In October, Tokens.com, a blockchain technology company focused on NFTs and metaverse real estate, acquired 50 percent of Metaverse Group, one of the world’s first virtual real estate companies, for about $1.7 million. Metaverse Group is based in Toronto but has virtual headquarters in a world called Decentraland in Crypto Valley, which is the metaverse’s answer to Silicon Valley. Decentraland also has districts for gambling, shopping, fashion and the arts.
Since that acquisition, Tokens.com has broken digital ground on a tower in Decentraland. Louis Vuitton, Gucci, Burberry and other luxury brands have already entered the metaverse via NFTs, a move that makes company executives optimistic that the Tokens.com tower will soon generate revenue from leases and advertising for brands like these.

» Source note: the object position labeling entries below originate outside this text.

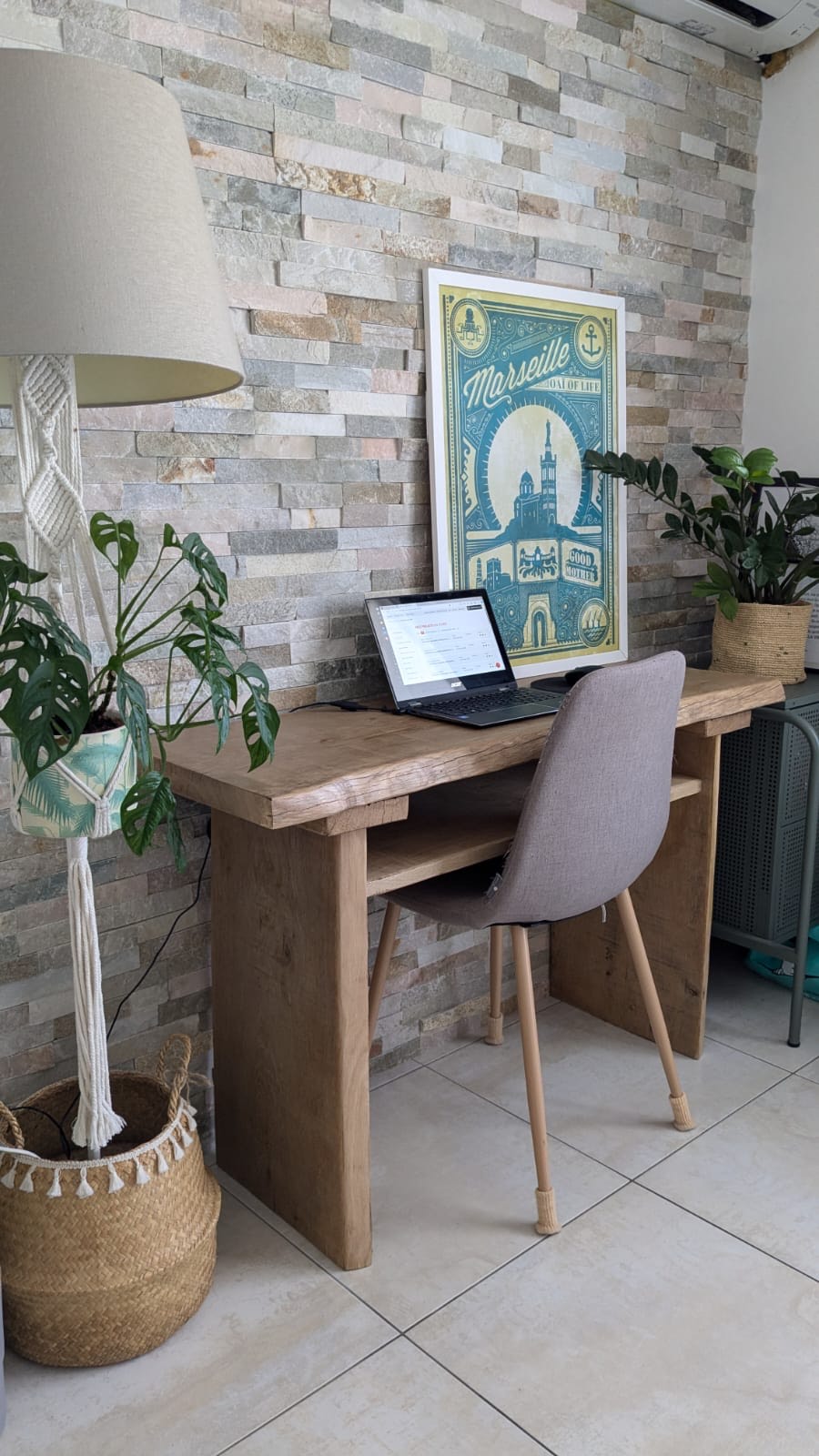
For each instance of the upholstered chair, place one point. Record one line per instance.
(592, 822)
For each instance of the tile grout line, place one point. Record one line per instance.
(309, 1395)
(314, 1259)
(712, 1126)
(538, 1244)
(484, 1398)
(738, 1238)
(525, 1120)
(790, 1070)
(675, 1150)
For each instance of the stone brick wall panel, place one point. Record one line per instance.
(341, 145)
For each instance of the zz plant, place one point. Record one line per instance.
(756, 542)
(51, 693)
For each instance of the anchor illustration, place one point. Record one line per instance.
(589, 349)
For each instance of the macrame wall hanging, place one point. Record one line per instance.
(58, 541)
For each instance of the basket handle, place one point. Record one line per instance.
(177, 1048)
(11, 1121)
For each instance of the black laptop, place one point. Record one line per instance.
(445, 659)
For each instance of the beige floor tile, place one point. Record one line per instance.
(605, 1089)
(756, 1176)
(398, 1402)
(751, 1014)
(642, 1331)
(453, 1196)
(271, 1331)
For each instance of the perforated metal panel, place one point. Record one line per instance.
(761, 823)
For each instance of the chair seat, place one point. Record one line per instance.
(455, 899)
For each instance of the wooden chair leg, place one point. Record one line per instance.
(544, 1193)
(494, 1023)
(383, 957)
(678, 1099)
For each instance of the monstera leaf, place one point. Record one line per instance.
(53, 713)
(133, 710)
(147, 804)
(116, 541)
(201, 560)
(259, 718)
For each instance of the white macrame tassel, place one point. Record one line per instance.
(51, 480)
(84, 1187)
(96, 1121)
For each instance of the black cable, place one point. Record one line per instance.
(146, 973)
(155, 958)
(347, 705)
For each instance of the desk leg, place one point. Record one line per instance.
(290, 1026)
(591, 966)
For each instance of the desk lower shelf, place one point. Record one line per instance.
(460, 824)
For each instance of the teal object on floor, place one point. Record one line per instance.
(771, 967)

Michael Gord, a co-founder of the Metaverse Group, said skeptics should look at the trends catalyzed by the pandemic. “As more people participate, it’s where you’re going with friends, where you’re having experiences like conferences and concerts,” he said. “It’s inevitable that the metaverse will be the No. 1 social network in the world.”
The real world and the online world merge into one hybrid universe, where the fungible and the nonfungible intersect at multiple points, said Justin Banon, a co-founder and the chief executive of Boson Protocol, which enables the sale of physical products in the metaverse as NFTs. Real estate in the metaverse will house the commerce that will drive this transformation.